Getting a warning when using a pyodbc Connection object with pandas

Getting a warning when using a pyodbc Connection object with pandas - sql-server

I am trying to make sense of the following error that I started getting when I setup my python code to run on a VM server, which has 3.9.5 installed instead of 3.8.5 on my desktop. Not sure that matters, but it could be part of the reason.
The error
C:\ProgramData\Miniconda3\lib\site-packages\pandas\io\sql.py:758: UserWarning: pandas only support SQLAlchemy connectable(engine/connection) or
database string URI or sqlite3 DBAPI2 connection
other DBAPI2 objects are not tested, please consider using SQLAlchemy
warnings.warn(
This is within a fairly simple .py file that imports pyodbc & sqlalchemy fwiw. A fairly generic/simple version of sql calls that yields the warning is:
myserver_string = "xxxxxxxxx,nnnn"
db_string = "xxxxxx"
cnxn = "Driver={ODBC Driver 17 for SQL Server};Server=tcp:"+myserver_string+";Database="+db_string +";TrustServerCertificate=no;Connection Timeout=600;Authentication=ActiveDirectoryIntegrated;"
def readAnyTable(tablename, date):
conn = pyodbc.connect(cnxn)
query_result = pd.read_sql_query(
'''
SELECT *
FROM [{0}].[dbo].[{1}]
where Asof >= '{2}'
'''.format(db_string,tablename,date,), conn)
conn.close()
return query_result
All the examples I have seen using pyodbc in python look fairly similar. Is pyodbc becoming deprecated? Is there a better way to achieve similar results without warning?
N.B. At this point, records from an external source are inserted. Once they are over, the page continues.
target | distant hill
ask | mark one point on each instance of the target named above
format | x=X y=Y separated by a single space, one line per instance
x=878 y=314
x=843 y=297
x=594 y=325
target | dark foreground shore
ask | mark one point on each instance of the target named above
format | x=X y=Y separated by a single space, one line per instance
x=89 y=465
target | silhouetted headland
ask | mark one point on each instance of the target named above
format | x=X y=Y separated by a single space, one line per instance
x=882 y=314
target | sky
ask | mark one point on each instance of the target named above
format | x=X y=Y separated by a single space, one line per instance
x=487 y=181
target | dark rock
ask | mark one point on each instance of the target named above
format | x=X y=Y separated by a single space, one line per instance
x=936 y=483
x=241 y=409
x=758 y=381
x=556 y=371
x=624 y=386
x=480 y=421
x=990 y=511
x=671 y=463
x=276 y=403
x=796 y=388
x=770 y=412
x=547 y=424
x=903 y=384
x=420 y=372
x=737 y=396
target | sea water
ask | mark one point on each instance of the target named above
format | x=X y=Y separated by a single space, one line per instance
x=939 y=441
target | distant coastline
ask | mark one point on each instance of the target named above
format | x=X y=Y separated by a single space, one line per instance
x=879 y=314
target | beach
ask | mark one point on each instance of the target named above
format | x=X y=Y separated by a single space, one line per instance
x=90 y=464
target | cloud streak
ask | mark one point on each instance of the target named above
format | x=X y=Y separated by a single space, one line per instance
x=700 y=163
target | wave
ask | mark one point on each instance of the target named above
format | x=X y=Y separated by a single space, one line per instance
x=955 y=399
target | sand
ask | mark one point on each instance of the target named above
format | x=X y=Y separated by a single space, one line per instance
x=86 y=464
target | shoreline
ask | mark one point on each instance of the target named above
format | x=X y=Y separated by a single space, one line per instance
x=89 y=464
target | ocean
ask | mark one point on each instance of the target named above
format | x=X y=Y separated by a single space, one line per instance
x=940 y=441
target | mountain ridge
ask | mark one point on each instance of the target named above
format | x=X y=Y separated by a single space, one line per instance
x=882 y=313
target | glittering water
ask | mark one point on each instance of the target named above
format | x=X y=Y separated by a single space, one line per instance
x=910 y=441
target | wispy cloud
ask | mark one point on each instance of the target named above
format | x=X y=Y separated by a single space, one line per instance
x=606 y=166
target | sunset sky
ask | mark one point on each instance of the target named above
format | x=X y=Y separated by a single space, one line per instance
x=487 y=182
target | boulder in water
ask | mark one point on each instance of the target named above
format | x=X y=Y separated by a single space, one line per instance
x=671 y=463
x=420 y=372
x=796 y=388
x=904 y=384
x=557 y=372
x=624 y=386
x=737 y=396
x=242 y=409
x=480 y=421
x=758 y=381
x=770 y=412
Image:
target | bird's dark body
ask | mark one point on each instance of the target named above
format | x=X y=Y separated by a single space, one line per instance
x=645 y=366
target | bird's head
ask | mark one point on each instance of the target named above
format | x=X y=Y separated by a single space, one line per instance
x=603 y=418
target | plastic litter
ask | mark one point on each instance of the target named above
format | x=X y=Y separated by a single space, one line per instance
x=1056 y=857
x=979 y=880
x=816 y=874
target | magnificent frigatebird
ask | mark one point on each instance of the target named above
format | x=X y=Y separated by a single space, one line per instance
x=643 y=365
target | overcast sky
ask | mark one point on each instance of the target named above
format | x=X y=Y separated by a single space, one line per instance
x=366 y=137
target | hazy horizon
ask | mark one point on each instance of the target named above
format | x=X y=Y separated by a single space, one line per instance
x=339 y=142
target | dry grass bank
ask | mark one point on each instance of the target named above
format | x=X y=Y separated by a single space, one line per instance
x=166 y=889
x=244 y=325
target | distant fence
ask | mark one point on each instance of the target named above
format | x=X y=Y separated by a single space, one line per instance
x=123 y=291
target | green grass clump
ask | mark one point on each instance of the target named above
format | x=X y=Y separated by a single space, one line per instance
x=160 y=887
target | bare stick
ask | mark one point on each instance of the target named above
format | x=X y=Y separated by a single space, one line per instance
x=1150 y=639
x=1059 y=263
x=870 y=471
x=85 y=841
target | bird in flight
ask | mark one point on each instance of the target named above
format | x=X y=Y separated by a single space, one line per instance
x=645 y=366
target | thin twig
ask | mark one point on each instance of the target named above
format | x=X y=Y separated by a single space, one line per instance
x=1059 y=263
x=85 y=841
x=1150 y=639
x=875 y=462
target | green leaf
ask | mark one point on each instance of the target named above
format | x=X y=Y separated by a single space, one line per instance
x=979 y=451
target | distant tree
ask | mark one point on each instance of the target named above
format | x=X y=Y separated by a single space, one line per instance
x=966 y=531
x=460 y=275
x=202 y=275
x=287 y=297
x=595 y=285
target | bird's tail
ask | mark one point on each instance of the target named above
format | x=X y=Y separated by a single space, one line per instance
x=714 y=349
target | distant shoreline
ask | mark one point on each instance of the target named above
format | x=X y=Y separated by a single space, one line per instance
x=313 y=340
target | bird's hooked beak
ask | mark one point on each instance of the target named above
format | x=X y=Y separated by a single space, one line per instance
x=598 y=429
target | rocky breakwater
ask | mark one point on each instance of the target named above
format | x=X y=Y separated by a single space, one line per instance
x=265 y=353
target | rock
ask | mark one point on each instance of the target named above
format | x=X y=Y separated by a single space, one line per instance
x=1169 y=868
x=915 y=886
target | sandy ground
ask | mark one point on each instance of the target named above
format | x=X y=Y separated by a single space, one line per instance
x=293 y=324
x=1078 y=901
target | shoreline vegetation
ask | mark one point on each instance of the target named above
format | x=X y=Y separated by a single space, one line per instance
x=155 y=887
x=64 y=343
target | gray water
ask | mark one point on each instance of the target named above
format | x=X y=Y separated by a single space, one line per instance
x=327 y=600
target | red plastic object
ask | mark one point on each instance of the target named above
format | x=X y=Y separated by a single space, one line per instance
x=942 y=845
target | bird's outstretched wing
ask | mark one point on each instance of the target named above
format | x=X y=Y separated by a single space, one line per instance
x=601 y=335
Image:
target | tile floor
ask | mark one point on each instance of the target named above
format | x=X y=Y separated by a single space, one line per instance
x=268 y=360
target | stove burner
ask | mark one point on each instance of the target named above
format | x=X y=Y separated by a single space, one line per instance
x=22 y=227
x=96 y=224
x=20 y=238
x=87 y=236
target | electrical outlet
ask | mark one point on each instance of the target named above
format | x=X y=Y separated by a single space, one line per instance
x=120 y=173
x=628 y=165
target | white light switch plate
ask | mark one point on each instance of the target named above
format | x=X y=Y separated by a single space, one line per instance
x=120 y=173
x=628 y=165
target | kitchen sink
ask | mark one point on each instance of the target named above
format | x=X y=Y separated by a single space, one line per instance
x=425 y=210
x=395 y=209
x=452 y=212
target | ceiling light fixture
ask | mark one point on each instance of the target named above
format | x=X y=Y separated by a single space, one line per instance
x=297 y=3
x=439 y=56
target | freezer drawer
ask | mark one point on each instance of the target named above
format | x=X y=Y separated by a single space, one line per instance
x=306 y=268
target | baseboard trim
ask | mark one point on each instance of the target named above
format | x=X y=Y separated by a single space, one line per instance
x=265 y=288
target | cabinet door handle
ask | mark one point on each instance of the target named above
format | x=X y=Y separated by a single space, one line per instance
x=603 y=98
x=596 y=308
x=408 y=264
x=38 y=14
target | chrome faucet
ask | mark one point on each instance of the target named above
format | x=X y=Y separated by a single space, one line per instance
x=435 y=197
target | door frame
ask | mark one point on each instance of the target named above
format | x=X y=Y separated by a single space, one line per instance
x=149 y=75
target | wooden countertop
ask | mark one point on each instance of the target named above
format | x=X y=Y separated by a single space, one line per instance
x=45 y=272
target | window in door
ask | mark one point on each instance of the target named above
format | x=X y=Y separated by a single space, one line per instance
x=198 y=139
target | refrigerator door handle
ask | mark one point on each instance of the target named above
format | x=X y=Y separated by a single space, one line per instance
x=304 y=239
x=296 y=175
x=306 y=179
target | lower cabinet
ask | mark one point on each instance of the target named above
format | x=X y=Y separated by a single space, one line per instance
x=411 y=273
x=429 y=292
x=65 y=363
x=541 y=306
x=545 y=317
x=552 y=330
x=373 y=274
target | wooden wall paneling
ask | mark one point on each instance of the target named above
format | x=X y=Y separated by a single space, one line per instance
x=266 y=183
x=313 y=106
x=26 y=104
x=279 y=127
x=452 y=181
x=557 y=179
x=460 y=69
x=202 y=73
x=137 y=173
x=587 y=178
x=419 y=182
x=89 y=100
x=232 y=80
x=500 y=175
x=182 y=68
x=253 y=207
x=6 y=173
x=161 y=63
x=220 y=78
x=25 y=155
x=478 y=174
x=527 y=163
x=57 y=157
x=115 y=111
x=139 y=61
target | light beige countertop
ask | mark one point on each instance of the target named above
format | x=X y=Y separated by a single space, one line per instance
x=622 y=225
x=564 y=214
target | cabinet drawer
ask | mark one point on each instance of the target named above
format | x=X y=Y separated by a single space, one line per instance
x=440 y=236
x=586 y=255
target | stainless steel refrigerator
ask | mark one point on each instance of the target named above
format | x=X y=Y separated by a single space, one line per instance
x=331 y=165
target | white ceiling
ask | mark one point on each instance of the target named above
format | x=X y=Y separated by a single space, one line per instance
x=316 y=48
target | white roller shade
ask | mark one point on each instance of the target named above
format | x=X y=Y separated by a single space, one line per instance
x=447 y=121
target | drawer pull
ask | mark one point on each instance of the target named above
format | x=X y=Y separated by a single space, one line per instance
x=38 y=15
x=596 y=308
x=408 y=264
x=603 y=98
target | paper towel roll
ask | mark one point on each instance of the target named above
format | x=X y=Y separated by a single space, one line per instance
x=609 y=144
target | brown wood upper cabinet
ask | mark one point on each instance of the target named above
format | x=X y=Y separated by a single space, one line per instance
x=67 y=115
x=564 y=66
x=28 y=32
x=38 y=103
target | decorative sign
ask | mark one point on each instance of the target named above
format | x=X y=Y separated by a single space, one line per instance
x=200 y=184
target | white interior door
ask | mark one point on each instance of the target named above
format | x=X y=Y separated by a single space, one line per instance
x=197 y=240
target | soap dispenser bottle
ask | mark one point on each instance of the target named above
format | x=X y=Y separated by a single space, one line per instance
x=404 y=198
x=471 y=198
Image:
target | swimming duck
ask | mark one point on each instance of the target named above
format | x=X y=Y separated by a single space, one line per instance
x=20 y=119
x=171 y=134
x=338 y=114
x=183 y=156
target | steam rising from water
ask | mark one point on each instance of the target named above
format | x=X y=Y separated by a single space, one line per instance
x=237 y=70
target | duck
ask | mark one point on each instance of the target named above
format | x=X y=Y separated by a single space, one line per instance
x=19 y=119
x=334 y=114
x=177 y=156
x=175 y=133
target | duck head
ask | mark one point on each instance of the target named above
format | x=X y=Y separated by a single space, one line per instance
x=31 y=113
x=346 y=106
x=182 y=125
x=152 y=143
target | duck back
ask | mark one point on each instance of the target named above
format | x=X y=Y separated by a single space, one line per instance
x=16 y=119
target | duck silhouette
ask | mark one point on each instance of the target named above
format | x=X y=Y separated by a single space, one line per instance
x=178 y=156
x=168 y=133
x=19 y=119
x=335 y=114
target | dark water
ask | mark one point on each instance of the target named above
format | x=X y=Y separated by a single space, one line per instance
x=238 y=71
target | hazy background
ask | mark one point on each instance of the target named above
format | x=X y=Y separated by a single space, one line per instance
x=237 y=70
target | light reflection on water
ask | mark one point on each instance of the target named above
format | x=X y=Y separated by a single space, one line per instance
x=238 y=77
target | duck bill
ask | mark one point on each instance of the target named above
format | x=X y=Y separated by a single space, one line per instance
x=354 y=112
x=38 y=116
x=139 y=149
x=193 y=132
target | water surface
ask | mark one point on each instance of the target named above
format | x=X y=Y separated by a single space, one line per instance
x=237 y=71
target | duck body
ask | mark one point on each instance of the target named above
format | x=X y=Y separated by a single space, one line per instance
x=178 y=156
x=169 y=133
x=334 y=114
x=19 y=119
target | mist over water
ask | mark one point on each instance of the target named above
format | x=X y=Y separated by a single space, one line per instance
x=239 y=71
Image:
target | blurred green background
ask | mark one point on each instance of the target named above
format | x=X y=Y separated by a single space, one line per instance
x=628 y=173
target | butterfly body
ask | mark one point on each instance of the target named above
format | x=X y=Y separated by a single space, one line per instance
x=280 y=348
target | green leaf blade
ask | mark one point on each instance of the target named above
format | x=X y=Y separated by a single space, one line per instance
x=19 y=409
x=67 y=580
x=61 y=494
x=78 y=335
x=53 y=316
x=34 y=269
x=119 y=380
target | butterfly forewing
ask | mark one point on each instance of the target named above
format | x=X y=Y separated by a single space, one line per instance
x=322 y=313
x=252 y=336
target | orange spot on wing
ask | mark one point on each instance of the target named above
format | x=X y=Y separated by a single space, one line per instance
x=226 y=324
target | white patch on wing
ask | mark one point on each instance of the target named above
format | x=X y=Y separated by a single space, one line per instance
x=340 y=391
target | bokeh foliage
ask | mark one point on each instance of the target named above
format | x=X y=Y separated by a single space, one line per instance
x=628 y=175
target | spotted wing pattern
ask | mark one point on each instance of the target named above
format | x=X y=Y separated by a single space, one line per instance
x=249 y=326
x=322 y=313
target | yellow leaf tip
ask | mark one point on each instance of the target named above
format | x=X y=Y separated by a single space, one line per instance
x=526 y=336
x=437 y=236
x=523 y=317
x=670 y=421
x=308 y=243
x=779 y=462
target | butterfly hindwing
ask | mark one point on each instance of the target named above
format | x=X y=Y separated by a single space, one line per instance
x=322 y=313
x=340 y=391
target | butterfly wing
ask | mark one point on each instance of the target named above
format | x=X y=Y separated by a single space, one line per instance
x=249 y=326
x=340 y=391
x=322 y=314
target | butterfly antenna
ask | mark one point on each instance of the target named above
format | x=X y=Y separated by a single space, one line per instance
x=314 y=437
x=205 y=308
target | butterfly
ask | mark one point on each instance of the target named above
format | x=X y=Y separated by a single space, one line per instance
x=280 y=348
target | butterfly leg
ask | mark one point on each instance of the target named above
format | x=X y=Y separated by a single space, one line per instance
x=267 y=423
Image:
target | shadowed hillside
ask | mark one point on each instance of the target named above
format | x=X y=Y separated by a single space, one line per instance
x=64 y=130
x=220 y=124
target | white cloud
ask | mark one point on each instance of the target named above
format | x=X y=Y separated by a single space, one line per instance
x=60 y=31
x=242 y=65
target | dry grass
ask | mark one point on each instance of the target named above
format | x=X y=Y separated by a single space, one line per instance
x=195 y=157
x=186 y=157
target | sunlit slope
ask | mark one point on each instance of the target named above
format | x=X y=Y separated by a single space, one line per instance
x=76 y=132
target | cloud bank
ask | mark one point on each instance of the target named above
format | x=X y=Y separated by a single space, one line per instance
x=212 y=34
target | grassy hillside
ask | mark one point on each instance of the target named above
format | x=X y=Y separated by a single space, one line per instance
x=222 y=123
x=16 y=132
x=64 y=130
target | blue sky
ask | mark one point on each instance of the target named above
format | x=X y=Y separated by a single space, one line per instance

Is pyodbc becoming deprecated?
No. For at least the last couple of years pandas' documentation has clearly stated that it wants either a SQLAlchemy Connectable (i.e., an Engine or Connection object) or a SQLite DBAPI connection. (The switch-over to SQLAlchemy was almost universal, but they continued supporting SQLite connections for backwards compatibility.) People have been passing other DBAPI connections (like pyodbc Connection objects) for read operations and pandas hasn't complained … until now.
Is there a better way to achieve similar results without warning?
Yes. You can take your existing ODBC connection string and use it to create a SQLAlchemy Engine object as described in the SQLAlchemy 1.4 documentation:
from sqlalchemy.engine import URL
connection_string = "DRIVER={ODBC Driver 17 for SQL Server};SERVER=dagger;DATABASE=test;UID=user;PWD=password"
connection_url = URL.create("mssql+pyodbc", query={"odbc_connect": connection_string})
from sqlalchemy import create_engine
engine = create_engine(connection_url)
Then pass engine to the pandas methods you need to use.

It works for me.
import warnings
warnings.filterwarnings('ignore')

import pandas as pd
import pyodbc
import sqlalchemy as sa
import urllib
from sqlalchemy import create_engine, event
from sqlalchemy.engine.url import URL
server = 'IP ADDRESS or Server Name'
database = 'AdventureWorks2014'
username = 'xxx'
password = 'xxx'
params = urllib.parse.quote_plus("DRIVER={SQL Server};"
"SERVER="+server+";"
"DATABASE="+database+";"
"UID="+username+";"
"PWD="+password+";")
engine = sa.create_engine("mssql+pyodbc:///?odbc_connect={}".format(params))
qry = "SELECT t.[group] as [Region],t.name as [Territory],C.[AccountNumber]"
qry = qry + "FROM [Sales].[Customer] C INNER JOIN [Sales].SalesTerritory t on t.TerritoryID = c.TerritoryID "
qry = qry + "where StoreID is not null and PersonID is not null"
with engine.connect() as con:
rs = con.execute(qry)
for row in rs:
print (row)
You can use the SQL Server name or the IP address, but this requires a basic DNS listing. Most corporate servers should already have this listing though. You can check the server name or IP address using the nslookup command in the command prompt followed by the server name or IP address.
I'm using SQL 2017 on Ubuntu server running on VMWare. I'm connecting with IP Address here as part of a wider "running MSSQL on Ubuntu" project.
If you are connecting with your Windows credentials, you can replace the params with the trusted_connection parameter.
params = urllib.parse.quote_plus("DRIVER={SQL Server};"
"SERVER="+server+";"
"DATABASE="+database+";"
"trusted_connection=yes")

since its a warning, I suppressed the message using the warnings python library. Hope this helps
import warnings
with warnings.catch_warnings(record=True):
warnings.simplefilter("always")
#your code goes here

My company doesn't use SQLAlchemy, preferring to use postgres connections based on pscycopg2 and incorporating other features. If you can run your script directly from a command line, then turning warnings off will solve the problem: start it with python3 -W ignore

The correct way to import for SQLAlchemy 1.4.36 is using:
import pandas as pd
from sqlalchemy import create_engine, event
from sqlalchemy.engine.url import URL
#...
conn_str = set_db_info() # see above
conn_url = URL.create("mssql+pyodbc", query={"odbc_connect": conn_str})
engine = create_engine(conn_url)
df = pd.read_sql(SQL, engine)
df.head()

Related

Connect python-polars to SQL server (no support currently)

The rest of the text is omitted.